If you would like to continue exploring alternative datasets and see how embeddings can flexibly cluster raw data, take a look at [Embedding Atlas' Examples Page](https://apple.github.io/embedding-atlas/examples/). The Wine dataset is a particularly useful example to review before class resumes.
---
## Objective 3 Explore: Full RAG Exploration
At this point, you have seen the two major stages that make retrieval-augmented generation possible:
1. Documents are split into chunks.
2. Chunks are embedded into a vector space.
3. A user query is embedded into that same space.
4. The most relevant chunks are retrieved and passed back to a model as context.
Use what you observed in ChunkViz and Embedding Atlas to reason through the following questions:
- How would a chunk that is too small affect retrieval quality?
- How would a chunk that is too large dilute the meaning of an embedding?
- Why might a semantically similar result appear visually distant on a 2D projection?

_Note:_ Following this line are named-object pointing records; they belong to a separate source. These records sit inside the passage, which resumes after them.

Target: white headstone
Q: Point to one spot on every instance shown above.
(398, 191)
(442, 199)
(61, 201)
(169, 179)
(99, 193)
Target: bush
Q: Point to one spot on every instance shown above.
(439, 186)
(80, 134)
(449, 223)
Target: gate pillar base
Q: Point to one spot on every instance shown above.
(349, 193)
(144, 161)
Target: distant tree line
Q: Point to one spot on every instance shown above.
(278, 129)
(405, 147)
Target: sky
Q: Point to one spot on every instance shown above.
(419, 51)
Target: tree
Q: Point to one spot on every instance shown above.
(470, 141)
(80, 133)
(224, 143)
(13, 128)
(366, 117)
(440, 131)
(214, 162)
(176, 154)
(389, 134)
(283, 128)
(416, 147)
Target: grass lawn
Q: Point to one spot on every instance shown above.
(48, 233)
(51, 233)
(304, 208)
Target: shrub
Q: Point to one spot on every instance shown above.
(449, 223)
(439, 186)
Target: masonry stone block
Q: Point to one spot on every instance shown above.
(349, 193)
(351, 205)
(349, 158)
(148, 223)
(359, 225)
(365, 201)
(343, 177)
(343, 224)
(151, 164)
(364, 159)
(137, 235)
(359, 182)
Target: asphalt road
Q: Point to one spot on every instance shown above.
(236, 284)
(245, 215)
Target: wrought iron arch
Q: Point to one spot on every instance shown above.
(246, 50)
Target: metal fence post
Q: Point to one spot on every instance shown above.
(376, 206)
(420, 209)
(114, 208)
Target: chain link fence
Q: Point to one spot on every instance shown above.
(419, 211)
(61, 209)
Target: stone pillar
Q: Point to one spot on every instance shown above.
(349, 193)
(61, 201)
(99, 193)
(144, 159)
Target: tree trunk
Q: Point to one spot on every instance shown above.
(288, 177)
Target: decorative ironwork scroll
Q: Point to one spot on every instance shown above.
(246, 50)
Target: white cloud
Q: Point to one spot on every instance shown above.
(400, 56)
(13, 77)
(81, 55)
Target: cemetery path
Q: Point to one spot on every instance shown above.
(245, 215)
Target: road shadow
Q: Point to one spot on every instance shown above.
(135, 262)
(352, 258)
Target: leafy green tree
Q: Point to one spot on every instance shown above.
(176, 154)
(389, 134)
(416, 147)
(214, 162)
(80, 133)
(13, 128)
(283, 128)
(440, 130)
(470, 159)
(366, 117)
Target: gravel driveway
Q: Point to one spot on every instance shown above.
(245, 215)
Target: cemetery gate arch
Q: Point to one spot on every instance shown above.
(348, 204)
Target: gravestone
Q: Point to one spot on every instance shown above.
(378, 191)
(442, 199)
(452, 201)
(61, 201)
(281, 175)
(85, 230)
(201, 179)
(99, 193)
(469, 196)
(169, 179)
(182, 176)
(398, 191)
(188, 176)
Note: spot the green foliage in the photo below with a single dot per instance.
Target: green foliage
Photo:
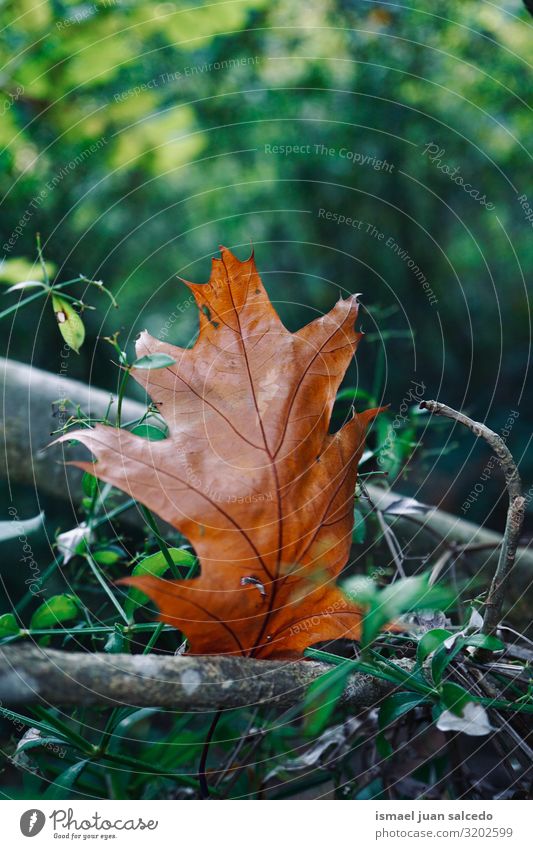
(115, 143)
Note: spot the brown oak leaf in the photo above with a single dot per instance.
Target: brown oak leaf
(249, 473)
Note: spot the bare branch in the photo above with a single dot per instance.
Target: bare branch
(192, 682)
(515, 513)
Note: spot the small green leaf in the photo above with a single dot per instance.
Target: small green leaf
(116, 641)
(8, 625)
(156, 565)
(359, 527)
(59, 608)
(430, 642)
(442, 658)
(26, 284)
(455, 697)
(69, 322)
(109, 555)
(89, 484)
(484, 641)
(19, 270)
(149, 432)
(396, 705)
(322, 697)
(62, 787)
(153, 361)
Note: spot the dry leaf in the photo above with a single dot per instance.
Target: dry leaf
(249, 473)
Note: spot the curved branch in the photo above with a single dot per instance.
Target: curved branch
(515, 513)
(192, 683)
(28, 418)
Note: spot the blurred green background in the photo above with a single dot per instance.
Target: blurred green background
(138, 136)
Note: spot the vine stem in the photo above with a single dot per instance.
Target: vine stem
(515, 512)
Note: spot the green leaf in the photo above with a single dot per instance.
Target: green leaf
(153, 361)
(59, 608)
(359, 527)
(442, 658)
(89, 484)
(455, 697)
(109, 555)
(20, 527)
(116, 641)
(430, 642)
(156, 565)
(396, 705)
(8, 625)
(149, 432)
(484, 641)
(69, 322)
(26, 284)
(63, 785)
(322, 697)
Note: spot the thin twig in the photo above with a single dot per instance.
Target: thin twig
(515, 513)
(390, 537)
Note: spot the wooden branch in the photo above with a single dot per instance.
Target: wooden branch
(515, 513)
(29, 673)
(28, 419)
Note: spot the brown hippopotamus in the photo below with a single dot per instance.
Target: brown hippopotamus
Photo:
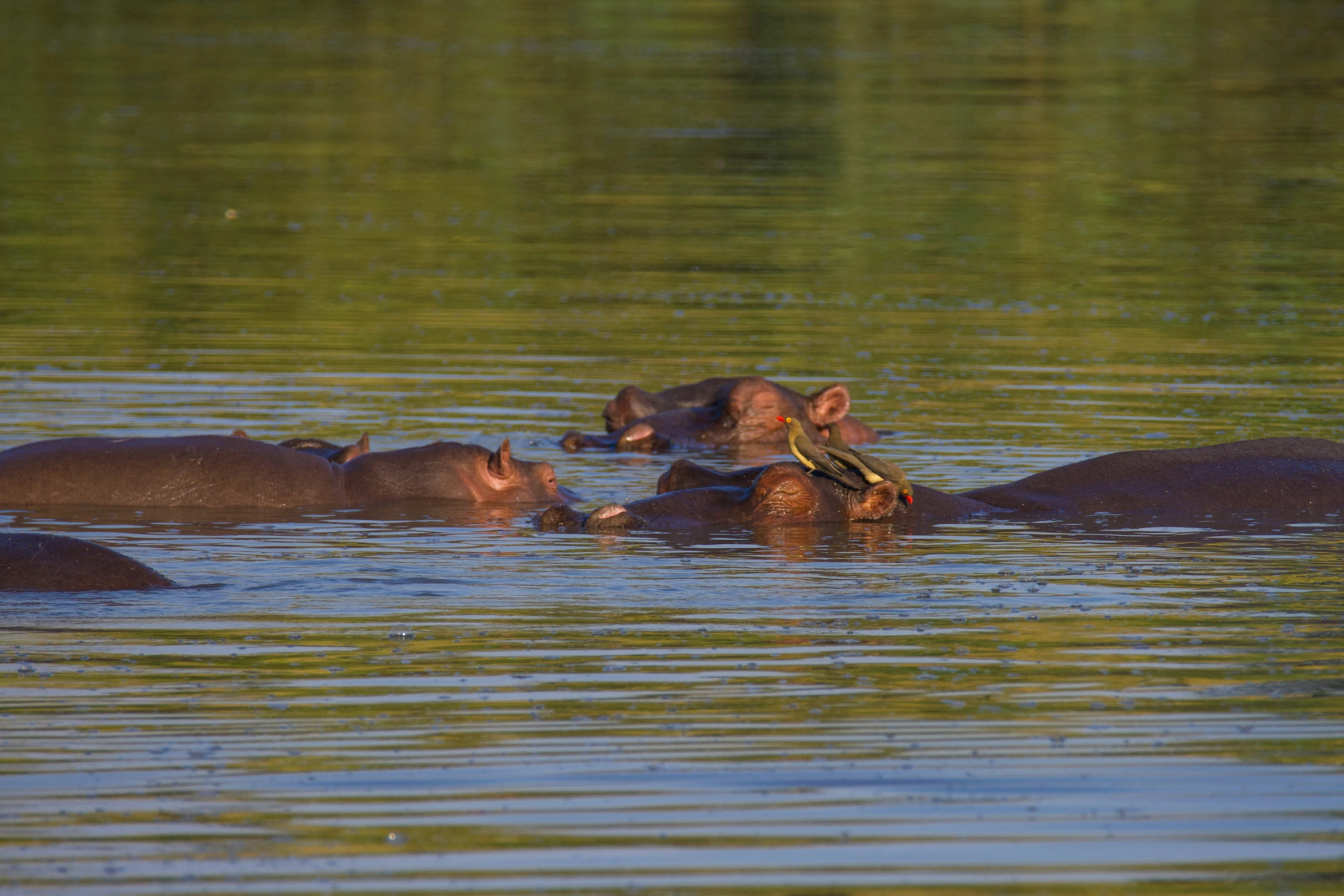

- How do chunking strategy and embedding quality work together to improve downstream answers?
This objective is meant to connect the lab tools back to the full RAG workflow. The better your chunking choices and embeddings are, the more useful the retrieved context will be for the model that answers the user.
---
## Conclusion
In this lab, we explored three connected ideas that sit at the heart of a RAG system:
1. **Chunking Strategy** - We compared multiple ways to divide text into retrievable units.
2. **Embedding Space** - We visualized how semantically similar content clusters together.
3. **RAG Workflow** - We connected chunking and embeddings to the retrieval step that powers grounded answers.
You should now have a clearer sense of how early design decisions in a RAG pipeline can dramatically influence retrieval quality and final model responses.